Thirty years later, Michelangelo Antonioni's re-released "The Passenger" is looking very good, and so are Jack Nicholson and Maria Schneider, as the journalist who takes a dead man's identity in the Sahara and the girl he meets in Barcelona who decides to tag along. David Locke (Nicholson) takes the passport of a man named Robertson who he's had a few drinks with in a hotel. Before that we see Locke experience frustration, giving away cigarettes to men in turbans who say nothing, abandoned by a boy guide, dumping a Land Rover stuck in the sand. Later we see films that show as a journalist he was subservient to bad men. Locke has Robertson's appointment book which leads him to Munich, then various points in Spain. He learns Robertson was a committed man taking risks: he sold arms to revolutionaries whose causes he thought were just. He gets a huge down-payment.
Then Locke's wife gets a tape of him talking to Robertson and his passport with Robertson's photo pasted into it -- and she gets the picture.
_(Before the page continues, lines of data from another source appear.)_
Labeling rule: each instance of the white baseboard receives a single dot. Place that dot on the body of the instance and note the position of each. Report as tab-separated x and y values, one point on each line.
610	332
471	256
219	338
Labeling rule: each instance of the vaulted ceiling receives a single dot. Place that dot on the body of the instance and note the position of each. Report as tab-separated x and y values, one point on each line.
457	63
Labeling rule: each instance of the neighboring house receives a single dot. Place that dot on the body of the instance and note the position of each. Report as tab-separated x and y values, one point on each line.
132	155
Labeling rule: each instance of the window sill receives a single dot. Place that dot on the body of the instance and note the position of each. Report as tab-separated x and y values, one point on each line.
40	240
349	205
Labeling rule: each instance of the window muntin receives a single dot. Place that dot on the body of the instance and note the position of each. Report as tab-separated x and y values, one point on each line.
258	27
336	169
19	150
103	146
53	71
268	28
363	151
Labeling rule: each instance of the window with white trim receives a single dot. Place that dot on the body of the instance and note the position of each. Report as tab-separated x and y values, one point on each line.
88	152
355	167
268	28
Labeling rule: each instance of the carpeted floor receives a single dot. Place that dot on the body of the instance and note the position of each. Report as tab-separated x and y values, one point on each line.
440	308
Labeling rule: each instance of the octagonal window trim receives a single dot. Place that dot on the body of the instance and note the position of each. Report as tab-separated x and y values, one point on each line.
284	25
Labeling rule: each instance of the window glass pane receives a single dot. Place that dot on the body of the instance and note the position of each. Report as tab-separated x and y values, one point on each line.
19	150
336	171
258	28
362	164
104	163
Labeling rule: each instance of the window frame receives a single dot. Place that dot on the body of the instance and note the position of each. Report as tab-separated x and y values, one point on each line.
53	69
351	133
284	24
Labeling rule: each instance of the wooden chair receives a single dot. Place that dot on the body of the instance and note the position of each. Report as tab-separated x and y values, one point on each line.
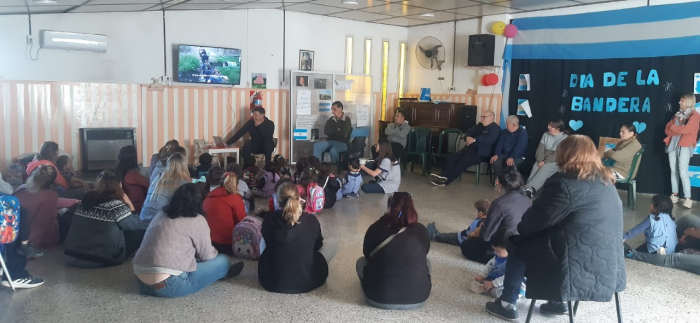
419	144
572	310
631	180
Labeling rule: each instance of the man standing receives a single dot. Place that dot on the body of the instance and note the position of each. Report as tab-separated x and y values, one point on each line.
337	129
261	130
481	141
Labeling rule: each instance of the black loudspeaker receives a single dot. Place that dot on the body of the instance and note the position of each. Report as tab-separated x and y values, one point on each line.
467	117
481	50
100	146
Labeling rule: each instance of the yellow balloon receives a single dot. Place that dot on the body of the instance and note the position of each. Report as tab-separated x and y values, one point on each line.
498	27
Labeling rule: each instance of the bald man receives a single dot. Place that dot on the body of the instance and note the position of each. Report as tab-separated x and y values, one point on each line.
481	141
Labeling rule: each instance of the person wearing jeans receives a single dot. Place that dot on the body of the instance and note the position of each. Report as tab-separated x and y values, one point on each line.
681	138
176	257
338	129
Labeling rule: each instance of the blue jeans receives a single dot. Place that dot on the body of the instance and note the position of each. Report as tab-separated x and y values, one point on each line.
188	283
678	161
331	146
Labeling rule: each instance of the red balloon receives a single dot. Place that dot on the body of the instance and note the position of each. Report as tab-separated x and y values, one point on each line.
491	79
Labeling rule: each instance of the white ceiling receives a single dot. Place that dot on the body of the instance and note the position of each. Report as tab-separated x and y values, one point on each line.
391	12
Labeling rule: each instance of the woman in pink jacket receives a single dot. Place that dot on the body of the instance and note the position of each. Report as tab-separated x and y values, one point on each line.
681	137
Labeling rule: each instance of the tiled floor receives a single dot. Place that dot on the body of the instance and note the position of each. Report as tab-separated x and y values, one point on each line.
111	295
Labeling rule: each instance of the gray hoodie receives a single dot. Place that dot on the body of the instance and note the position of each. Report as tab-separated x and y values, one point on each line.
398	133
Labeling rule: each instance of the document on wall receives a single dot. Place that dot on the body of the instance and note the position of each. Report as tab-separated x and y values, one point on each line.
363	115
303	102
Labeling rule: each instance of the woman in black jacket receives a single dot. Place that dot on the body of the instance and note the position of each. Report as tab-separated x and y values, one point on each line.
505	212
570	242
395	271
296	256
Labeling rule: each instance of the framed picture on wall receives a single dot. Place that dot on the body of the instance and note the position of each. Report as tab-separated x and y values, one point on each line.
306	60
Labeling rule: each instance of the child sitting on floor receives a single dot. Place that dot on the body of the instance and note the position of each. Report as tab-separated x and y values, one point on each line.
482	209
659	228
65	167
353	179
490	280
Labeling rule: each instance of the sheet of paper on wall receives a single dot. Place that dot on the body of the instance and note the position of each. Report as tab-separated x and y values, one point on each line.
362	115
303	102
306	121
301	134
343	84
524	108
524	82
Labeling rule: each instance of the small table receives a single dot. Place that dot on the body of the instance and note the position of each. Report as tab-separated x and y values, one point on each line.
216	150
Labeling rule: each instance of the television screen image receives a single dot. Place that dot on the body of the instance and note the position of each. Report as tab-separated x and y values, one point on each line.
211	65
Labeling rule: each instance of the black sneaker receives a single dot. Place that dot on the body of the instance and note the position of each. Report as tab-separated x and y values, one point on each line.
29	250
29	282
509	313
235	269
554	308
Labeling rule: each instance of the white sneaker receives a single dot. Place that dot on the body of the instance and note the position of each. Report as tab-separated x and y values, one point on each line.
29	282
688	203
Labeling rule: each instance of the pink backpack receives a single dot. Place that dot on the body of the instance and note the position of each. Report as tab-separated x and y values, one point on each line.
315	197
247	238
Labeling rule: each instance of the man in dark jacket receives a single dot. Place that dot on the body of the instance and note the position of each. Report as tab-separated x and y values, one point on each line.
569	247
481	140
261	130
510	150
337	129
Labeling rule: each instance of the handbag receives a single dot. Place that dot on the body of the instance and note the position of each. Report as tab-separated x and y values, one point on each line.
385	242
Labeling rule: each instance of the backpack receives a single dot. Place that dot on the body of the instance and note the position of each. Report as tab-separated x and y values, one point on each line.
357	148
315	197
247	238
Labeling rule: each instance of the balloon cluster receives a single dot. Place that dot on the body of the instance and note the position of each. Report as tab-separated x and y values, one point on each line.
500	28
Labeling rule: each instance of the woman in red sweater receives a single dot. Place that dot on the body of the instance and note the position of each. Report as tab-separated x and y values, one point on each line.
223	209
681	137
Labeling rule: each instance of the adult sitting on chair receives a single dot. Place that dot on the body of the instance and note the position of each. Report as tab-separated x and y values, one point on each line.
397	133
569	242
261	130
338	129
510	150
481	140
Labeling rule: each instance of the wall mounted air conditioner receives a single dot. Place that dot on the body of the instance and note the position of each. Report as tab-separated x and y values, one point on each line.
49	39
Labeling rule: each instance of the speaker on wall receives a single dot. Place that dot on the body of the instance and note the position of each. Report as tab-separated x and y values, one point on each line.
100	146
481	50
467	117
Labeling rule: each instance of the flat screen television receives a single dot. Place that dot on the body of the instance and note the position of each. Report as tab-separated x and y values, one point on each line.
209	65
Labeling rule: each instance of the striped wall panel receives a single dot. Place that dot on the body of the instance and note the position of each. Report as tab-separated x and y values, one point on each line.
34	112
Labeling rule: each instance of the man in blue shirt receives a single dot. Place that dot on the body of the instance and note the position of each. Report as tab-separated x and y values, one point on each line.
510	150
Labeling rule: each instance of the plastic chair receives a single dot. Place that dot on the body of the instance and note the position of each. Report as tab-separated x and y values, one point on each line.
419	144
10	222
631	180
453	136
572	310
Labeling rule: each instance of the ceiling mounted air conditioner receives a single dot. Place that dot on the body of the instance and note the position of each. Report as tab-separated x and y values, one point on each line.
49	39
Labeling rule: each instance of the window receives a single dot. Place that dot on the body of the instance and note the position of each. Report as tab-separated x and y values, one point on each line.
348	54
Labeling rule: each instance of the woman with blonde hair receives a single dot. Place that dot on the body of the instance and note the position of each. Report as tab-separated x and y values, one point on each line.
162	188
681	138
296	256
224	208
576	220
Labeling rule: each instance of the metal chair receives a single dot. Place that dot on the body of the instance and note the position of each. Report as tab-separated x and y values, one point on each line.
451	146
631	179
419	144
10	222
572	310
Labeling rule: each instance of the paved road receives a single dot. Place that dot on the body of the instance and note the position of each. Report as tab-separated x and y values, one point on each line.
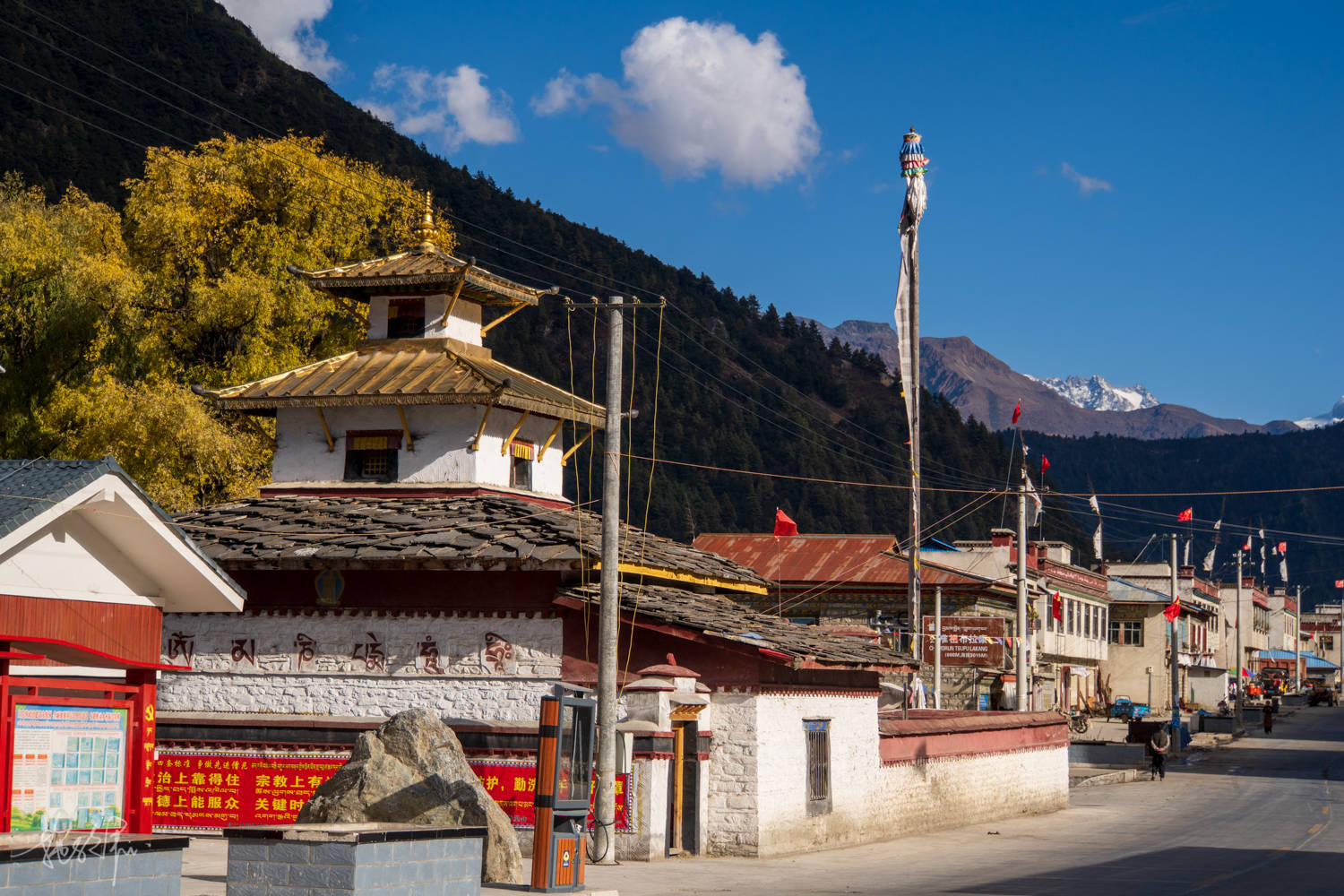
1254	817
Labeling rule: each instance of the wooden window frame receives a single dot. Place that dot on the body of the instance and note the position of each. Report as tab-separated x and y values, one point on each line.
817	764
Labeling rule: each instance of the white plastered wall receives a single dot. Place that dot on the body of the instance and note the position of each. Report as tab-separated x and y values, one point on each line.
443	435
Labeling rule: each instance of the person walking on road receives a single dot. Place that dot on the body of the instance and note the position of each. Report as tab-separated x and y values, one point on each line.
1158	745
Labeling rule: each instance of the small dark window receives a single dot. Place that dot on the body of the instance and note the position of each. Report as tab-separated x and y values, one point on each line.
817	732
371	457
521	465
406	319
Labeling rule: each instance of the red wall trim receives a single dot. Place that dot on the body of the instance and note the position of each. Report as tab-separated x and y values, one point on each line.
128	630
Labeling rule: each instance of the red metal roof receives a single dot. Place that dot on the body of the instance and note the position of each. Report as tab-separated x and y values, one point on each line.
74	654
808	557
812	559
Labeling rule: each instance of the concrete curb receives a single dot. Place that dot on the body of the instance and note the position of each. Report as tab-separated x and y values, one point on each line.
1123	777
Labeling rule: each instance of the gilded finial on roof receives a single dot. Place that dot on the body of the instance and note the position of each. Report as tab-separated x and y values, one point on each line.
425	233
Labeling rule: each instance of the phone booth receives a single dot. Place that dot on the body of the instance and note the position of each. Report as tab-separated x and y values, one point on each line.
564	788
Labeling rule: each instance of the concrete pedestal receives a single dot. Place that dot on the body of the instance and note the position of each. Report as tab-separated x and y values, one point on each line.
90	864
328	860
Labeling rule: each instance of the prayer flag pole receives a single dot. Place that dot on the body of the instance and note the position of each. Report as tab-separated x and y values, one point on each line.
913	167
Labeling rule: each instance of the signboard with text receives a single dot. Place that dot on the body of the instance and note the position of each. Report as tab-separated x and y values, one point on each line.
201	790
69	767
970	641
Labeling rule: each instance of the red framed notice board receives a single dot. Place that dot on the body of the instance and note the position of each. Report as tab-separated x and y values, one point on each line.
215	790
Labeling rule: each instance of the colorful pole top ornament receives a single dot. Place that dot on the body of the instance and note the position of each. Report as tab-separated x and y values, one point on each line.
913	161
913	167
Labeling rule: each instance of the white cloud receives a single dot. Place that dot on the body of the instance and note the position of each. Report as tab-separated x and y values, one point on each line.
702	97
285	27
457	108
1086	185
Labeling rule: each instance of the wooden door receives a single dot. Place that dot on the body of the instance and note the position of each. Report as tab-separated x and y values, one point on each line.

Changing your identity and using someone else's isn't just an existential act, it's also a criminal one. Locke's gambit is hopeless: he winds up fleeing from himself. The film skillfully gives its action story an existential underpinning. The chase keeps up a rapid pace, like the Bourne franchise, but it has time to contemplate Locke's old and new lives in a metaphorical story he tells Schneider about a blind man that explains how he ends up.
Antonioni is great at little incidentals -- a girl chewing bubblegum, a man reciting in a Gaudi building. And at the end, people coming and going in a desolate plaza outside a bullfighting amphitheater. The locations provide exotic glamor. The camera-work of course is wonderful. In retrospect now one can see this was definitely a culmination for Antonioni. He thought it technically his best film. This is the director's preferred European version, originally released as "Professione: Reporter."